The recent resignation of USAC CEO Chris Henderson drew a swift and searing response from FCC Commissioner Michael O’Rielly, and we doubt that the Commissioner would have been so openly negative without the blessing of his Chairman, Ajit Pai. The industry should look for a major overhaul of USAC, sooner rather than later.
In his official statement, O’Rielly called the resignation of Henderson an opportunity for USAC “to clean up its act.” He criticized its management as “not sufficiently accountable to the Commission,” and blasted it for “not meeting the needs of its…stakeholders or the public, who pay fees to support” its operations.
O’Reilly continued by saying that without major improvements, “all options should be on the table,” including the possibility of contracting out USAC’s functions, which he pointed out has been “done in other circumstances.” ICORE agrees that USAC has had serious problems, particularly with implementation of its online E-Rate Productivity Center.
Putting USAC’s services out for bid to private entities should be done very carefully, however, to avoid conflicts of interest. A cost study auditor contracted by USAC, for instance, also performs cost studies in competition with ICORE and other consultants. USAC’s auditor is privy to very sensitive individual company information, including what every audited company pays its consultant for its study.

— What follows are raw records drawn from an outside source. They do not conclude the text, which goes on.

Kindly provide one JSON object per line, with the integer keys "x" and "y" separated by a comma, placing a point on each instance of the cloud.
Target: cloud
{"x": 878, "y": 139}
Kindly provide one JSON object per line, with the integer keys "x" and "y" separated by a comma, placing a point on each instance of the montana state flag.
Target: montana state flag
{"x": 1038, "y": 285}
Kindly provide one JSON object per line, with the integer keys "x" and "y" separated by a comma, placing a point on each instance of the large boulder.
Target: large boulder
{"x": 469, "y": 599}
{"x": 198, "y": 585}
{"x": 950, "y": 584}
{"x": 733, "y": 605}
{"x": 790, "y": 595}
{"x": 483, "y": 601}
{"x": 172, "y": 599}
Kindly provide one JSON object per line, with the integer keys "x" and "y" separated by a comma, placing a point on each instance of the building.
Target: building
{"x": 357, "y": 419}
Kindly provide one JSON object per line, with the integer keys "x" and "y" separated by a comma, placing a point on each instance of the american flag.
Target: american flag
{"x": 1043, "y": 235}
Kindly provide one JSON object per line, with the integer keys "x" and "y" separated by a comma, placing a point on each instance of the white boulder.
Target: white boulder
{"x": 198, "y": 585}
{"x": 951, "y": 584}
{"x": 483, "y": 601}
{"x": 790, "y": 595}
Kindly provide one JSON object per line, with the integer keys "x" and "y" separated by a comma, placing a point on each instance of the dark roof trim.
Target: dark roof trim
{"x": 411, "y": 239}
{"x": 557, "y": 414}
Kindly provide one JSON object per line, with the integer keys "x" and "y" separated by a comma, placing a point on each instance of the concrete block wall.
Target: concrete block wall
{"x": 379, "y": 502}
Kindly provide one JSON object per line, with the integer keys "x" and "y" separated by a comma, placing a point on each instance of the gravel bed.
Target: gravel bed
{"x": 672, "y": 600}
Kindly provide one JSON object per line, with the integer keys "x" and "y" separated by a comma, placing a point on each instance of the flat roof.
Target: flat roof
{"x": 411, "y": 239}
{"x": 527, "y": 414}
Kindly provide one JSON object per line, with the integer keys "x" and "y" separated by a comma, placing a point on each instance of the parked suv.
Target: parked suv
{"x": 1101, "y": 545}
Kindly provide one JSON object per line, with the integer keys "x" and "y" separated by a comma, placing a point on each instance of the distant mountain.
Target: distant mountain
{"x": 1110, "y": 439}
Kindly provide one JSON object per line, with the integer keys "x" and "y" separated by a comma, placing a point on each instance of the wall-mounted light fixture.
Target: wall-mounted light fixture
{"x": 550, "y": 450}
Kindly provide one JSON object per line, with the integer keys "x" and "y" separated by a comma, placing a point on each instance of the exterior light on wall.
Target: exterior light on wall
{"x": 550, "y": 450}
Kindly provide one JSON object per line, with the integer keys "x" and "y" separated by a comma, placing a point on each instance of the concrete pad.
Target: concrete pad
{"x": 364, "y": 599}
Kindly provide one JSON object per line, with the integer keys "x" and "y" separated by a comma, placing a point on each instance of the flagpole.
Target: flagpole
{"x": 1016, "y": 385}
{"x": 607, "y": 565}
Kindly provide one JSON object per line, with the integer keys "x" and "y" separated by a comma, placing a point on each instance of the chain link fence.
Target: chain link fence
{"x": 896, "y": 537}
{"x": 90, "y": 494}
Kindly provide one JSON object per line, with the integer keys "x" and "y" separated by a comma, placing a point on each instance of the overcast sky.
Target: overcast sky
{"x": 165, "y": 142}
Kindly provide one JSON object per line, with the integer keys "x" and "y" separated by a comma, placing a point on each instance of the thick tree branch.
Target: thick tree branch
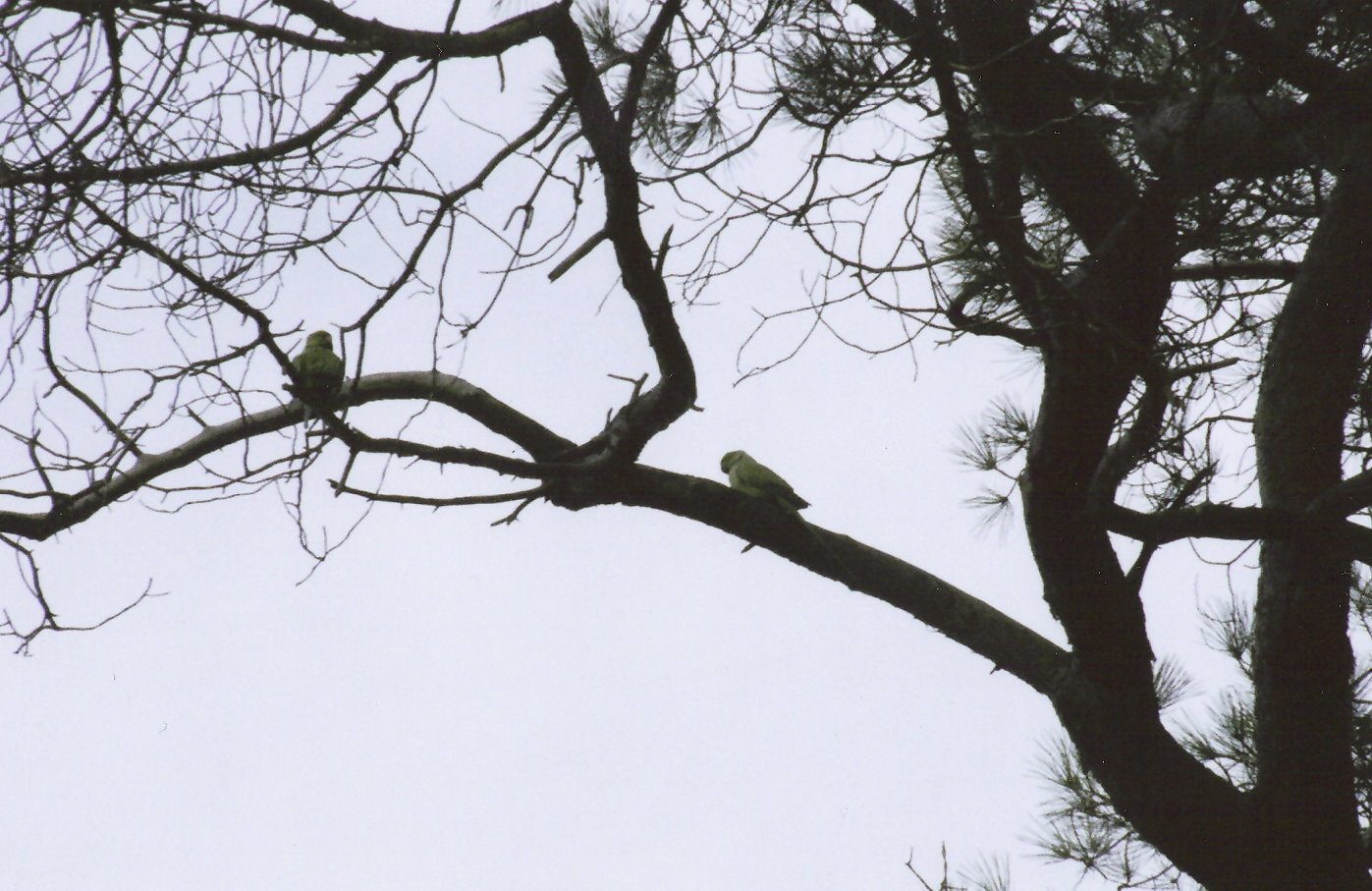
{"x": 1302, "y": 655}
{"x": 1235, "y": 524}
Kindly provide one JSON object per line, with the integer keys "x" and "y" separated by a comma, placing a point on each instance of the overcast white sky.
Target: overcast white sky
{"x": 607, "y": 699}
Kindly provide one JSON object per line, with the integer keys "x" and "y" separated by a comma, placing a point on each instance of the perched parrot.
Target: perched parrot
{"x": 320, "y": 371}
{"x": 753, "y": 479}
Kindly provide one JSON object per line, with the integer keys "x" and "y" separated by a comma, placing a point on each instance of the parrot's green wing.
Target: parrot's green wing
{"x": 755, "y": 479}
{"x": 318, "y": 368}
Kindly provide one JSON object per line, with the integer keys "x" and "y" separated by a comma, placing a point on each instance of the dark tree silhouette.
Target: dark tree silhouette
{"x": 1167, "y": 203}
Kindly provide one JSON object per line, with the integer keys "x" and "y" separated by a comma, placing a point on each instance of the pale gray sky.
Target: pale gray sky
{"x": 607, "y": 699}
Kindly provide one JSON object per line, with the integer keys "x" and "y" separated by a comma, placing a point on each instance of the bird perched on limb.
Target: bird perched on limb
{"x": 320, "y": 372}
{"x": 755, "y": 479}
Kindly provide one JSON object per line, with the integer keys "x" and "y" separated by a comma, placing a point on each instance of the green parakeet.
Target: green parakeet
{"x": 320, "y": 371}
{"x": 753, "y": 479}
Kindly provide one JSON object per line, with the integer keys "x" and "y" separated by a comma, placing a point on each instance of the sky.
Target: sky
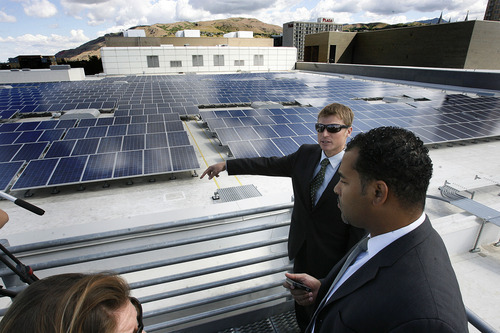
{"x": 45, "y": 27}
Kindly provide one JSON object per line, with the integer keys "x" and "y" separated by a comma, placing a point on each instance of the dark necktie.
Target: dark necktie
{"x": 318, "y": 180}
{"x": 361, "y": 246}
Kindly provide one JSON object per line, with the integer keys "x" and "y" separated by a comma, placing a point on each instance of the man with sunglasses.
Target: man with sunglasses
{"x": 318, "y": 238}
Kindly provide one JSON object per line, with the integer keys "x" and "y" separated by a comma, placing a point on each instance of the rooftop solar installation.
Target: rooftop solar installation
{"x": 139, "y": 131}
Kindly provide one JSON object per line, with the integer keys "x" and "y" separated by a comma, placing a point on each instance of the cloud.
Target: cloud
{"x": 4, "y": 17}
{"x": 41, "y": 44}
{"x": 39, "y": 8}
{"x": 229, "y": 7}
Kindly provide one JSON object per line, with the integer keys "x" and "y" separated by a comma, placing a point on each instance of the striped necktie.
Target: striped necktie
{"x": 318, "y": 180}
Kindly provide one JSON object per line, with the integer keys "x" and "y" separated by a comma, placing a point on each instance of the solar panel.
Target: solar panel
{"x": 147, "y": 115}
{"x": 133, "y": 142}
{"x": 178, "y": 139}
{"x": 36, "y": 174}
{"x": 60, "y": 148}
{"x": 99, "y": 167}
{"x": 8, "y": 171}
{"x": 7, "y": 152}
{"x": 110, "y": 144}
{"x": 85, "y": 146}
{"x": 157, "y": 161}
{"x": 69, "y": 170}
{"x": 156, "y": 140}
{"x": 184, "y": 158}
{"x": 128, "y": 164}
{"x": 30, "y": 151}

USAC’s contractor cries in righteous indignation that such information would never be shared between its audit group and its competitive cost study group. It claims Its code of ethics prevents the right hand from ever knowing what the left hand is doing.
ICORE and other cost consultants, however, have mysteriously lost – perhaps by some slight of hand — many cost studies to the competitive wing of USAC’s contract auditor. Contracting USF administration to a competitive entity could lead to similar abuses.